Let’s assume for discussion purposes that (a) the previous owner performed the Apple-recommended “Before you sell or give away your iPhone” steps, including “Erase All Content and Settings” AND (b) this person is being truthful.
Assuming those to be true, it is difficult to see how this could happen.
Remember in iOS/iPadOS there is a different concept of users as compared to macOS, Windows, your favorite Linux distro, etc. On iOS you run as an account called mobile. On macOS you’d find the Photos library in /Users/yourusername/Pictures. On iOS photo data is on the data volume in /private/var/mobile/Media.
When you perform the “Erase All Content and Settings” operation, the key used to encrypt the data volume is deleted from the Secure Enclave. This renders all the data encrypted on the data volume inaccessible. Page 94 of the Apple Platform Security Guide has more detail.
For this scenario to actually happen, the encryption key would have to NOT be removed AND the new owner would have to essentially not write ANY of their own data to the iPhone. It seems impossible that the previous owner’s data would not be randomly overwritten by the new owner just using the device normally (installing apps, taking their own photos, etc.). Remember, there is no /Users/oldusername/Pictures hanging around, encrypted or otherwise. The old owner and new owner will both write their photo data to the same location in the file system. NAND flash will have data written all over it by the flash controller. I don’t see how the old owner’s data isn’t just randomly overwritten, encrypted or not.
Is it possible that in the event the encryption key is retained that the old owner’s photo data would be retrievable by the same iOS 17.5 bug? Sure. Photos would have to combine the old owner’s data encrypted with their key and merge it with the new owner’s data encrypted with their key and display it in the same library.
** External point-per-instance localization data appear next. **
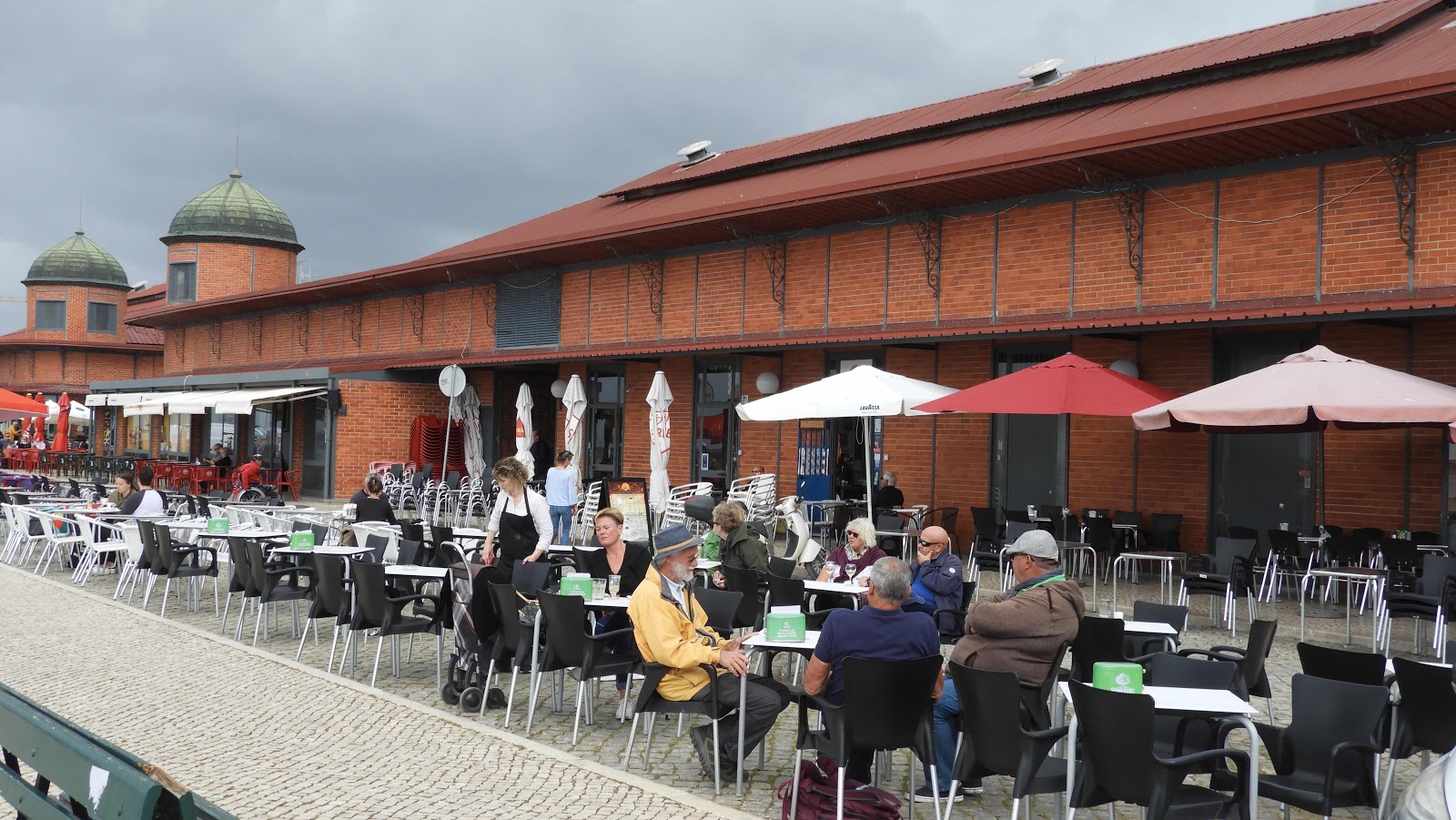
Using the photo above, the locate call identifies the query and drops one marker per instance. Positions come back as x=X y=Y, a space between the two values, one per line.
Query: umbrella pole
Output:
x=870 y=466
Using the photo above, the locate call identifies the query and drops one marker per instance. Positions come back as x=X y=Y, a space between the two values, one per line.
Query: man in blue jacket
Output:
x=936 y=579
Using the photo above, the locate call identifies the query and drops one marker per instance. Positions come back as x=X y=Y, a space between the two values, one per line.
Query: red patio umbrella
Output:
x=18 y=405
x=1067 y=383
x=63 y=422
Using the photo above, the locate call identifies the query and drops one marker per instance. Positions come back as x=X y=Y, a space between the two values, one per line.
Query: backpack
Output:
x=819 y=784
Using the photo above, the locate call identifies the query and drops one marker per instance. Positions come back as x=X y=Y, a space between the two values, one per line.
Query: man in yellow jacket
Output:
x=672 y=630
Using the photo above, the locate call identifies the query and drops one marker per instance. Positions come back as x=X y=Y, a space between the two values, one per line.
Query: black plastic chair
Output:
x=1172 y=615
x=1366 y=669
x=1426 y=717
x=652 y=704
x=1098 y=640
x=750 y=609
x=887 y=706
x=1223 y=575
x=376 y=609
x=1117 y=750
x=995 y=739
x=277 y=582
x=570 y=644
x=184 y=562
x=329 y=599
x=721 y=608
x=1325 y=757
x=1252 y=679
x=513 y=640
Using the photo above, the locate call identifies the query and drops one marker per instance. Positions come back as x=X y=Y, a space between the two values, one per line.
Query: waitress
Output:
x=521 y=523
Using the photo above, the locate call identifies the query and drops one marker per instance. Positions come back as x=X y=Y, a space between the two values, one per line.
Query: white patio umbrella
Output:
x=864 y=392
x=523 y=429
x=660 y=427
x=575 y=402
x=80 y=414
x=466 y=410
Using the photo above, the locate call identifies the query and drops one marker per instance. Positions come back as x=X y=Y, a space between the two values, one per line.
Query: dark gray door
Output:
x=1028 y=451
x=1261 y=480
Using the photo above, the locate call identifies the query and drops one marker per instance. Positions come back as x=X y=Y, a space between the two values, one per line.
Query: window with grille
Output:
x=50 y=315
x=101 y=318
x=528 y=310
x=182 y=281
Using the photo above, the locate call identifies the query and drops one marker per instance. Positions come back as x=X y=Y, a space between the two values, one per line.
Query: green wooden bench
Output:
x=92 y=776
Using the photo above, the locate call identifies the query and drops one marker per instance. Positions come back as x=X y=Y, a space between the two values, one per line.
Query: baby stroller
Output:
x=466 y=682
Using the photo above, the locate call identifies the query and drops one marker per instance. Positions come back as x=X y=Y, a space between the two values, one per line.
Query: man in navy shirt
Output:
x=881 y=631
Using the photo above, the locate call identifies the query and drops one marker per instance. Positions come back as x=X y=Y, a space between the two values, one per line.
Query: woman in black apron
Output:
x=513 y=536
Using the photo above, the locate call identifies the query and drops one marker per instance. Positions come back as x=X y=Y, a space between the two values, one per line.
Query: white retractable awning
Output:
x=197 y=402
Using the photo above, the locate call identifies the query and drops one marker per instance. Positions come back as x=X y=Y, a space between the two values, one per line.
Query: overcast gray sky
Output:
x=392 y=130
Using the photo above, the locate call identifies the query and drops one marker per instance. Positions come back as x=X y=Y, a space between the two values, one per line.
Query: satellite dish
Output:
x=1043 y=73
x=696 y=153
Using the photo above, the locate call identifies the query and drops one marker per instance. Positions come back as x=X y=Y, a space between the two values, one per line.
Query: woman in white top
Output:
x=521 y=524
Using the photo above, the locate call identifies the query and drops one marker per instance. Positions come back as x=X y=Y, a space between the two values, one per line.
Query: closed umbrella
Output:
x=466 y=410
x=864 y=392
x=575 y=402
x=1067 y=383
x=660 y=427
x=523 y=430
x=63 y=421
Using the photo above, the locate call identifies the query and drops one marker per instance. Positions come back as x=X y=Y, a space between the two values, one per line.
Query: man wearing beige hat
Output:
x=672 y=630
x=1016 y=631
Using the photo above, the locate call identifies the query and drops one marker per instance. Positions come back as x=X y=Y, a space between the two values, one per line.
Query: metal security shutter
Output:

I can’t see Apple writing code in the Photos app to do that.
If it is true, it’s catastrophic as the integrity of the system is completely compromised. It would mean that data beyond photos would be recoverable and that the implementation of the encryption scheme is worthless. Every “erased” device would be mineable for data. It just doesn’t seem very likely and it seems like something forensic experts, security researchers, jailbreakers, etc. would have previously found.